The Mirror News

New life for Toora landmark

ONCE a hospital, then a nursing home, Toora’s Prom View Lodge has been given a new lease of life, with the finalisation of the sale of the prominently situated property. The new owners plan to renovate and then let out the building, which boasts a spectacular view of Corner Inlet, for short-term stays for large groups of holidaymakers.

Settlement comes almost 12 months after residents moved out of the nursing home to join Banksia Lodge residents in a brand new facility, ‘Prom Country House,’ in Foster.

The chief executive officer of Prom Country Aged Care, Rhett McLennan, said he was very pleased to have the property sold and delighted with the plans the new owners have for it.

Melbourne businessman Brenton Reeves, who has bought the property with his wife, Nancy, said he hopes to enjoy family holidays at the lodge, with his own family of four children and his extended family, as well as letting it out to special interest groups, such as fishing clubs, sporting clubs or church groups.

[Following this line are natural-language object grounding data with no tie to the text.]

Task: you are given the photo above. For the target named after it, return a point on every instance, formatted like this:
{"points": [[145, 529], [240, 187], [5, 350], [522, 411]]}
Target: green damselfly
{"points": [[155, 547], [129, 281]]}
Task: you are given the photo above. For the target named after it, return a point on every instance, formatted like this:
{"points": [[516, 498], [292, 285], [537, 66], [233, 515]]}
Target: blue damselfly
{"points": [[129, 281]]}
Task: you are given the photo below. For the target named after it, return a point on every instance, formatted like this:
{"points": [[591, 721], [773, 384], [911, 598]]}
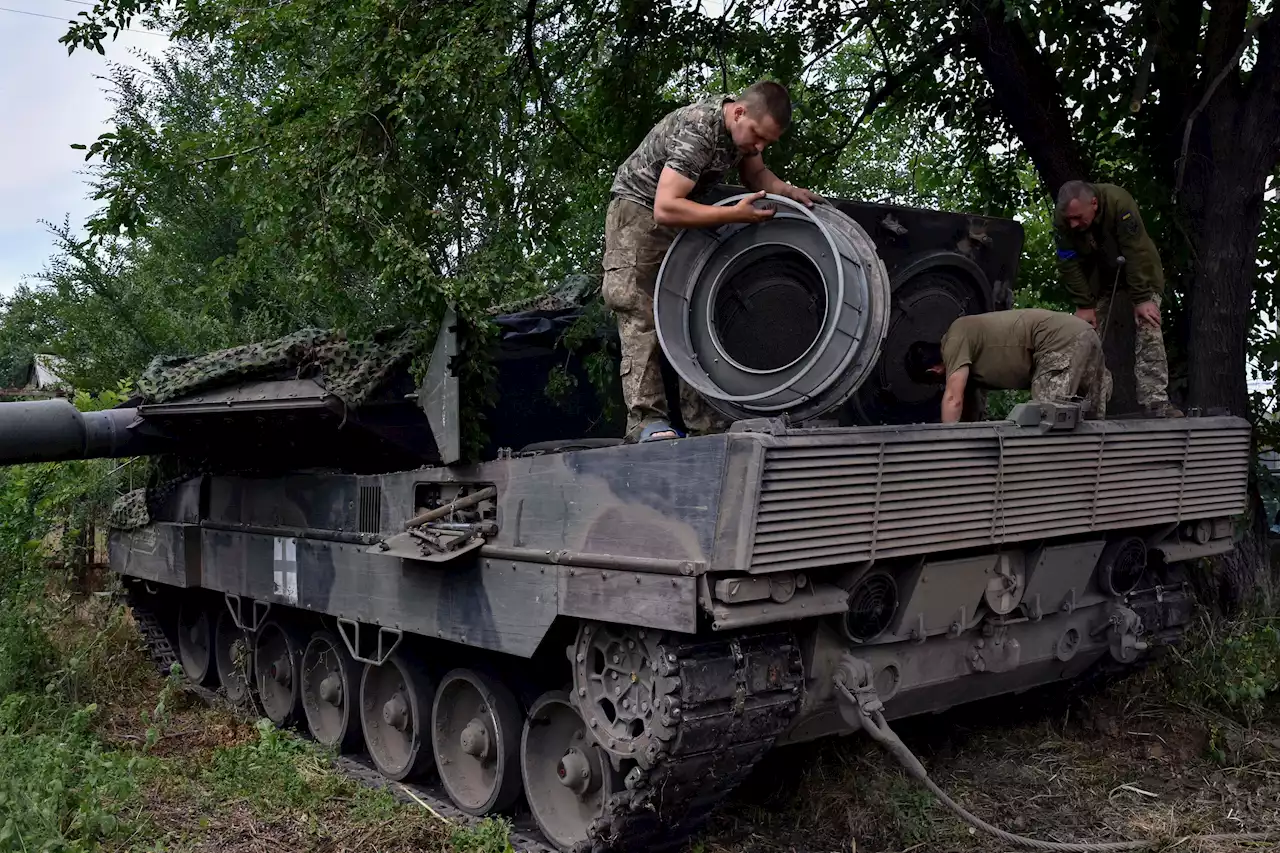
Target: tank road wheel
{"points": [[234, 658], [475, 733], [278, 666], [394, 711], [330, 692], [196, 643], [567, 778]]}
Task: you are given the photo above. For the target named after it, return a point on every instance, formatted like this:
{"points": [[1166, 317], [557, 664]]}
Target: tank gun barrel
{"points": [[54, 430]]}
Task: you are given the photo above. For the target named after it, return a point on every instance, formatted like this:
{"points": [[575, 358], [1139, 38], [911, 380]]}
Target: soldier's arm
{"points": [[952, 397], [1072, 273], [689, 153], [673, 209], [1142, 269], [757, 177]]}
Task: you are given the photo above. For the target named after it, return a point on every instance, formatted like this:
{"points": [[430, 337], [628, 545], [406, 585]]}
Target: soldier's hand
{"points": [[745, 210], [1147, 313], [800, 195]]}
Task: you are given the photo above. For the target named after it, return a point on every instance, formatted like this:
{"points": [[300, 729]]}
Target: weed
{"points": [[492, 835], [1232, 666], [59, 789]]}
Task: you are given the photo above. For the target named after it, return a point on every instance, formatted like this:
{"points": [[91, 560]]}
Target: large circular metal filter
{"points": [[778, 316]]}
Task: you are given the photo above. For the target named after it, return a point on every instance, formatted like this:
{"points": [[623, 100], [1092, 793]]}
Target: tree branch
{"points": [[1225, 22], [1249, 32], [895, 81], [227, 156], [531, 51], [1027, 94]]}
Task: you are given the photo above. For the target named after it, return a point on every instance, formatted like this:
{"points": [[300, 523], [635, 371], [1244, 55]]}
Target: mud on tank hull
{"points": [[602, 633]]}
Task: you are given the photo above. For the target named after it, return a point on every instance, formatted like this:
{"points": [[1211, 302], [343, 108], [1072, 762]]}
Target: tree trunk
{"points": [[1220, 203], [1028, 95]]}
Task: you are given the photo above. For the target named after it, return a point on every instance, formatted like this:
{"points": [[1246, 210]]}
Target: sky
{"points": [[49, 101]]}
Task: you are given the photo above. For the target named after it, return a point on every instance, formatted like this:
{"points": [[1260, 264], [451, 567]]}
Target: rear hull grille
{"points": [[827, 498]]}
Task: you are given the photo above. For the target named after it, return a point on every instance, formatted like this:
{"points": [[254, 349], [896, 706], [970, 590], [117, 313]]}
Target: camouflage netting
{"points": [[352, 370], [131, 511]]}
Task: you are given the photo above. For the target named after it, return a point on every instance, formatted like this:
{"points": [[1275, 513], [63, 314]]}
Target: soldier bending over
{"points": [[654, 195], [1056, 355], [1096, 226]]}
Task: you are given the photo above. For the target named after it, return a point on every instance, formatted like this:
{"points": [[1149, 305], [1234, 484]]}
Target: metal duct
{"points": [[786, 315]]}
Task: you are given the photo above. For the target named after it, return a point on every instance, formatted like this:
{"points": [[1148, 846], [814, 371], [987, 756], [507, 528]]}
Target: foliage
{"points": [[59, 788], [1233, 666]]}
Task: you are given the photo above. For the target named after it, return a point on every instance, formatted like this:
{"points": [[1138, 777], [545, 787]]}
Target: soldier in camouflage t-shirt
{"points": [[656, 192]]}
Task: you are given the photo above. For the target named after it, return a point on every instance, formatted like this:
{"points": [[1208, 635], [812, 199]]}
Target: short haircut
{"points": [[920, 357], [1075, 190], [771, 99]]}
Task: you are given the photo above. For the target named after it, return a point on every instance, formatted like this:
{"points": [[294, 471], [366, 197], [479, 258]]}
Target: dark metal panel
{"points": [[502, 606], [629, 598], [182, 505], [325, 502], [656, 500], [739, 498], [163, 552]]}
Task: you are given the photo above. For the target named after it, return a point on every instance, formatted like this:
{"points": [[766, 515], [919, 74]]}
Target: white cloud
{"points": [[48, 101]]}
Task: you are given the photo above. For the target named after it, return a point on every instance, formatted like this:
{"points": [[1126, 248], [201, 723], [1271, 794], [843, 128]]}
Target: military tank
{"points": [[612, 635]]}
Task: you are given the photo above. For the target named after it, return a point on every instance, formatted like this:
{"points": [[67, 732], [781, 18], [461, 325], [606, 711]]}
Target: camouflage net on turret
{"points": [[352, 370], [131, 511]]}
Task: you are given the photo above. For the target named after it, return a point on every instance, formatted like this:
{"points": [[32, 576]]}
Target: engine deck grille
{"points": [[827, 500]]}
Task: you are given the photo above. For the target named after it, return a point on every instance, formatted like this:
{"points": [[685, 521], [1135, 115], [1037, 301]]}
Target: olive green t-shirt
{"points": [[1001, 347]]}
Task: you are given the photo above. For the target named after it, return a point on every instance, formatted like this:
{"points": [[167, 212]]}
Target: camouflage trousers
{"points": [[1079, 370], [634, 247], [1150, 364]]}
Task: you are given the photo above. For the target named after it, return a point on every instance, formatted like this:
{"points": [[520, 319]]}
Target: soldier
{"points": [[1056, 355], [1100, 233], [656, 194]]}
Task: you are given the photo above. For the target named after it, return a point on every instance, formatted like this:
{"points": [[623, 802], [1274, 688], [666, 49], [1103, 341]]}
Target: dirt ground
{"points": [[1068, 763], [1080, 762], [1101, 760]]}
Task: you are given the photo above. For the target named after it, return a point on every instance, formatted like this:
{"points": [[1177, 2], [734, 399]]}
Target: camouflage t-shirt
{"points": [[1001, 347], [691, 141]]}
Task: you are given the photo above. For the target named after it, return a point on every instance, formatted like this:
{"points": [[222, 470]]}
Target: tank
{"points": [[606, 637]]}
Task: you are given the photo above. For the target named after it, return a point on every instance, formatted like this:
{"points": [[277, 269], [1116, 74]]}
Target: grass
{"points": [[1066, 763], [106, 756], [99, 753]]}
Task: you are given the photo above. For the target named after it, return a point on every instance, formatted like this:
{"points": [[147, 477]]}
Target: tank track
{"points": [[723, 703], [159, 648], [722, 706]]}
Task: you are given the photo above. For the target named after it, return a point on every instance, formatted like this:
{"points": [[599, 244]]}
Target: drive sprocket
{"points": [[625, 684]]}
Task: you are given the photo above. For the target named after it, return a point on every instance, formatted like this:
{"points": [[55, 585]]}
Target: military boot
{"points": [[1164, 409]]}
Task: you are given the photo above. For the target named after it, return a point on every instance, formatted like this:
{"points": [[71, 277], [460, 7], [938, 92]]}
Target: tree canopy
{"points": [[362, 162]]}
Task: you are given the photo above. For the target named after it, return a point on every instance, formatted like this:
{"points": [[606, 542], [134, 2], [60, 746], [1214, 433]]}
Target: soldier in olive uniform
{"points": [[1096, 226], [656, 194], [1057, 356]]}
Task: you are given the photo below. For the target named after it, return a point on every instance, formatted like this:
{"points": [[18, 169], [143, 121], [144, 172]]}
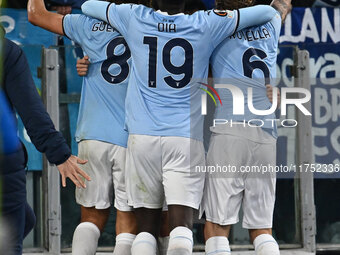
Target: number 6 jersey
{"points": [[102, 107], [248, 59]]}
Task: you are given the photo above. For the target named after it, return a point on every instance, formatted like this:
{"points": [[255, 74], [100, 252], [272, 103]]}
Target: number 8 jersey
{"points": [[247, 59], [170, 53], [102, 107]]}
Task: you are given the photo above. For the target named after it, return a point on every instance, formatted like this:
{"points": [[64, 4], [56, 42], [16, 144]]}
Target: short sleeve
{"points": [[119, 16], [277, 23], [221, 24], [73, 26]]}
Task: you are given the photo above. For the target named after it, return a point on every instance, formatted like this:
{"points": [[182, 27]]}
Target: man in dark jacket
{"points": [[21, 93]]}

“It’s in a great location, on just over an acre, with plenty of parking behind it. It’s handy to some great beaches and fishing spots, as well as the Prom, of course, and Agnes Falls,” said the excited new owner.

He expects it will take roughly a year for the building, which was first opened as a hospital in 1933, to be ready for paying guests. The many locals who feel a strong attachment to it will, however, be relieved to know that any changes are likely to be fairly superficial. “We won’t be knocking out any walls!” said Mr Reeves.

“I’m very conscious of the history of the building. I’d like to delve into it further. I know that in 15 years or so there will be a centenary. I hope to hang onto it for at least that long!”

‘Prom View Lodge’ is, he said, in good condition and quite habitable, but needs to be more “homey,” with less of an industrial feel, especially in the kitchen and bathrooms. Carpet, tiles and paint are some of the main requirements.

The accommodation the building provides is certainly generous. At last count there were eighteen good-sized bedrooms and nine full bathrooms, as well as several utility rooms which Mr Reeves expects to convert to bedrooms. “If it works the way we envisage, we would hope to have between 30 and 40 people staying there at a time in 20 to 24 bedrooms – 24 at most.”

Over the next few months Mr Reeves plans to get in touch with local tradespeople to make a start on what he regards as a good investment for his family and an exciting new project.